How to pronounce "p" in "hospital" and why?
Solution 1:
When the phoneme /p/ occurs at the start of a stressed syllable in English, it is aspirated with a little puff of air, making it a [pʰ]. Contrast hospital with a [p] with husband with a [b]. Hear the difference now? It is subtle, but you can have a loss of aspiration without having to gain voicing at the same time. But people mistake this in hearing.
Per the Wikipedia article on English Phonology:
In most dialects, the fortis stops and affricate /p, t, tʃ, k/ have many different allophones, and are distinguished from the lenis stops and affricate /b, d, dʒ, g/ by several phonetic features. They may be aspirated [pʰ], voiceless unaspirated or tenuis [p⁼], preglottalized [ʔp or [ˀp], or unreleased [p̚].
- Fortis stops /p, t, k/ are aspirated [pʰ, tʰ, kʰ] when they occur at the beginning of a word, as in tomato, trip, or at the beginning of a stressed syllable in the middle of a word, as in potato. They are unaspirated [p, t, k] after /s/, as in stan, span, scan, and at the ends of syllables, as in mat, map, mac.
Because the p in hospital occurs after an s, it cannot be aspirated. Since a /b/ is never aspirated in English, you are misperceiving the loss of aspiration as a signal that you have gone from [p] to [b], but that is not what is happening. Unaspirated [p] is still unvoiced, whereas [b] is voiced.
As Professor Lawler observes in comments, it can be hard to hear the difference in these contexts. Consider the common error of spelling disbursement as *dispursement. There is not much to go on there.
So your p in hospital is still a valid allophone of /p/: [p] not [b].
Solution 2:
P turns into B very easily, since the difference between them is just unvoiced versus voiced.
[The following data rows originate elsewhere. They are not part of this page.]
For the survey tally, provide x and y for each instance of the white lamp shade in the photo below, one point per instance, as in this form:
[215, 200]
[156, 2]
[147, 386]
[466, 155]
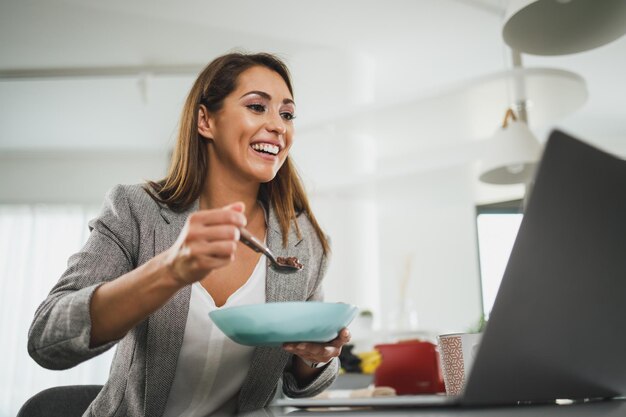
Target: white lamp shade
[512, 155]
[559, 27]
Folks may substitute one for the other without realizing they've done so... including people like myself who pronounce it as P when we're paying attention
My advice would be to continue to use the P but not worry about it. You'll learn how sloppy you can be and still be understood... but don't deliberately start out sloppy.
(There may also be regional accent effects. One is cited in the comments. Another: my own accent is a mixture of New York and Boston, and when I'm not being careful I'm likely to pronounce it as "hozpital" -- voicing the s, not the p.)